Native advertising is beginning to gather momentum; a marketing presence that is increasing in volume but more importantly, improving its impact. To advertise natively requires true self-brand awareness but more significantly, detailed awareness of the target consumers, going beyond their stereotypical consumption patterns or archetypal behavioural habits but instead into a world where advertisers must be one with the consumer, appreciating them as an individual rather than a bracketed demographic or socio-economic group.

This is native advertising far beyond a piece of PR tabloid in the evening press that’s selling readers a synthetic story involving a vacuum cleaner or the latest camera-phone — this is native advertising that integrates seamlessly with the content that the demographic or individual will happily consume.

The blogosphere is constantly expanding and it’s where the native advertising seed can be sewn. Prolific bloggers are the gatekeepers to young and dynamic consumers, paving the way for effective native advertising. Blogs reach out to consumers with disposable income, readers have time, interests, and hobbies, which usually translates into the perfect customer.

Flickr
via Flickr

This form of marketing raises serious challenges, however. It’s unlikely (as an agency or copywriter) that you’ll be able to pay a newspaper or tabloid for effective and successful native advertising. Established publications will not jeopardise the credibility of their articles to help sell your product or service because their reputation means more to them and besides, journalists and columnist’s alike, will not appreciate the detail of your target consumer. Bloggers will be more inclined to allow native advertising within their work since it raises the profile of their articles, offers financial support, and the products are usually of their interest anyway.

Take Apple, for example. Their products have been disseminated on every demographic level, meeting the needs of millennials, urbanites, and over-50s. This, of course, is thanks to a number of marketing reasons: their big budget campaigns have allowed and enabled them to become one of the biggest companies in the Western World, but it’s the brand equity, at ground level, that makes Apple’s brand-image so significantly solid and impenetrable.

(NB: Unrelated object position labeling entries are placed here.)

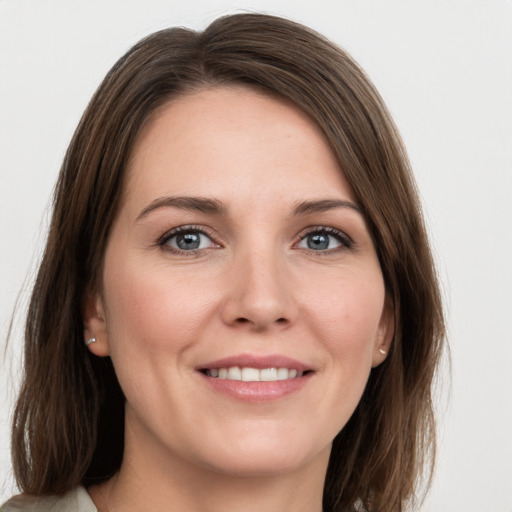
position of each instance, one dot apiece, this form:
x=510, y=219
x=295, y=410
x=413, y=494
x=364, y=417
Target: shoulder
x=76, y=500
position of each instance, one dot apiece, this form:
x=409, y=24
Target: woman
x=237, y=306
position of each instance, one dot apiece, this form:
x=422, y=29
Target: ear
x=385, y=333
x=95, y=326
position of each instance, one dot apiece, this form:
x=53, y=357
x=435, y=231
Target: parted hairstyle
x=68, y=426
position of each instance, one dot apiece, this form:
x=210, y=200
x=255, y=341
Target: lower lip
x=257, y=391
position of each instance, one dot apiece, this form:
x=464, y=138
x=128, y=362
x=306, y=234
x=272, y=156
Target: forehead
x=225, y=139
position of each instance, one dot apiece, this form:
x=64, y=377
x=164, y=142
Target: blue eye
x=324, y=239
x=187, y=239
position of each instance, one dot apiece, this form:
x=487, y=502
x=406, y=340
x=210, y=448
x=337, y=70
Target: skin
x=254, y=287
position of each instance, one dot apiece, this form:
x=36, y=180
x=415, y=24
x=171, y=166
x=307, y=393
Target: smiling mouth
x=248, y=374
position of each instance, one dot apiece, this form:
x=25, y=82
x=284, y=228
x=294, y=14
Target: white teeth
x=282, y=373
x=250, y=374
x=234, y=373
x=254, y=374
x=268, y=374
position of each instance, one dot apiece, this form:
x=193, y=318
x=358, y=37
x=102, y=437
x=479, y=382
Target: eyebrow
x=307, y=207
x=196, y=204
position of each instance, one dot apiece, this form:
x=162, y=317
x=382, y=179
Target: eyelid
x=165, y=237
x=345, y=240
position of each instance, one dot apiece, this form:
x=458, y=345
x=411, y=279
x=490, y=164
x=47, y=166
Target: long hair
x=69, y=419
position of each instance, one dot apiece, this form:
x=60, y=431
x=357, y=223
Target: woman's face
x=243, y=303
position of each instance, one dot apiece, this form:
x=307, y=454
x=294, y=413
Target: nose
x=259, y=293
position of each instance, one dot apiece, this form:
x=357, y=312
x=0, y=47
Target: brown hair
x=69, y=420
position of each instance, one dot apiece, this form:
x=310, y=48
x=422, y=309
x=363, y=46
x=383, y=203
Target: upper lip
x=256, y=361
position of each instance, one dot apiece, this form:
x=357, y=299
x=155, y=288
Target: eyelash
x=164, y=239
x=345, y=241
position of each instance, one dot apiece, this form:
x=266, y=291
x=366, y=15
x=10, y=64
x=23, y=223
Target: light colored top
x=77, y=500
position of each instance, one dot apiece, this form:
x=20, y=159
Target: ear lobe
x=385, y=333
x=95, y=328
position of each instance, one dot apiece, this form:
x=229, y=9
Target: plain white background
x=444, y=68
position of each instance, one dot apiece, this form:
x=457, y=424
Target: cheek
x=151, y=308
x=348, y=311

Bloggers discuss hipster trends alongside iPhones, independent coffee shops are accompanied by Macbooks and messaging fellow socialites via the ever-present iMessage, all under the watchful eye of Apple’s target consumer. This is intelligent native advertising. Savvy readers will spot an overworked promotion or an underdeveloped insight but they’ll genuinely enjoy well-researched tabloid from a voice similar to their own; one that understands and appreciates their likes, dislikes, and aspirations.